Wreckage from U.S. military boat strike washes up near St. Vincent

Lynette Burnley, aunt of Chad Joseph, who family members believe was killed in a U.S. military strike on a boat in the Caribbean, lights a candle at an altar for Joseph in the family home in Las Cuevas, Trinidad and Tobago, Oct. 22, 2025.
REUTERS/Andrea de Silva, file
For almost six months, people in the Caribbean have watched on as the U.S. military dished out lethal strikes on small boats allegedly fetching cocaine and other narcotic drugs in the Caribbean Sea and in the Atlantic.
Except for the incident when two Trinidadian nationals were killed by the Florida-based U.S. Southern Command late last year, most of the 130-plus crewmembers who have died in open waters appeared not to have been regional nationals. Also, most of those destroyed vessels did not wash up on regional shores nor did many bales of cocaine.

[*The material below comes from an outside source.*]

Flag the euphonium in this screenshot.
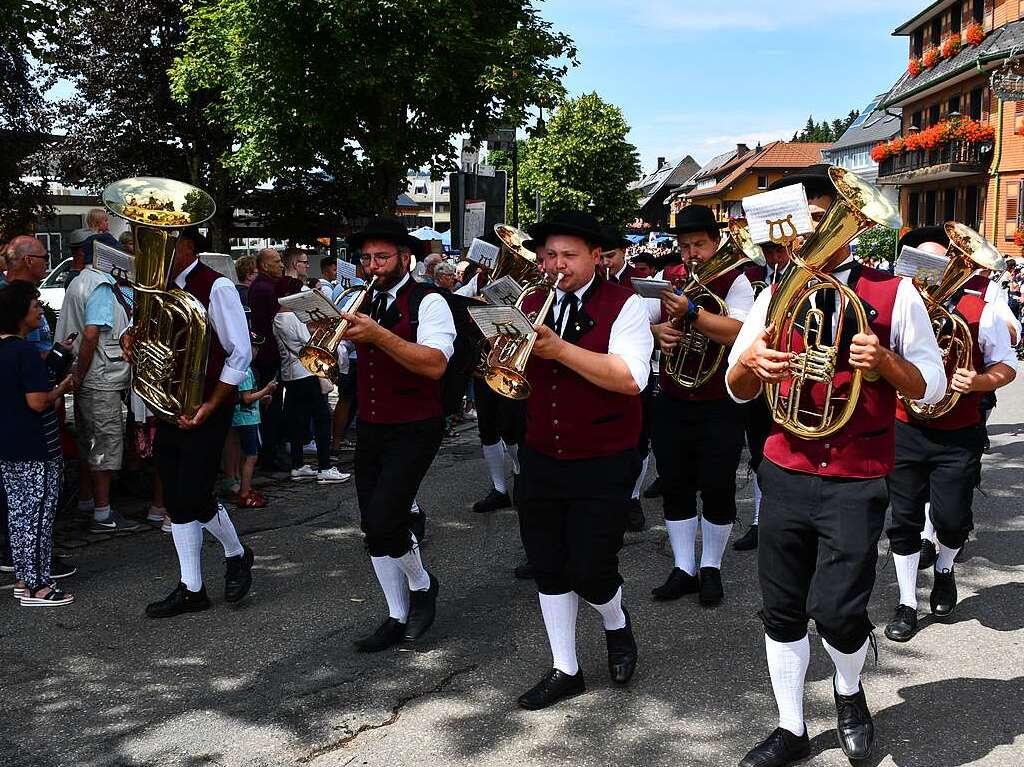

Now, authorities in the Eastern Caribbean are racing to investigate the latest military strike, as confirmed by a Southern Command announcement this week.
This is so because the remnants of a vessel have washed up near the shores of Canouan Island in the Grenadines. Canouan is part of the string of Grenadine islands in the federation of St. Vincent and the Grenadines.
Police say that local fishermen from St. Vincent have reported seeing the partly submerged vessel in waters off the tourist island. No bodies have been seen, but St. Lucian authorities say they are worried that three locals who have been reported missing since Feb. 9 might have been on the vessel. The strike was conducted on Friday.
“Joint Task Force Southern Spear conducted a lethal kinetic strike on a vessel operated by designated terrorist organizations. “Intelligence confirmed the vessel was transiting along known narco-trafficking routes in the Caribbean and was engaged in narco-trafficking operations.”
But as investigators get to work, media in St. Vincent are reporting that there might have been a second deadly strike, which has not been confirmed either by the U.S. military or by local officials.
“Wreckage and body parts found floating in waters between St. Vincent and St. Lucia have raised questions about whether the vessel or whether some strikes go unreported,” One News St. Vincent.com reported on Monday. “The wreckage of the vessel discovered in those waters indicates that it was a St. Lucian vessel,” the publication stated.
Neither high-level St. Lucian nor Vincentian officials have commented on the strikes and efforts to determine whether Caribbean nationals might have been the victims, as was the case when the two Trinidadians were killed in waters between Venezuela and Trinidad. Family members have since filed a wrongful death lawsuit in U.S. courts.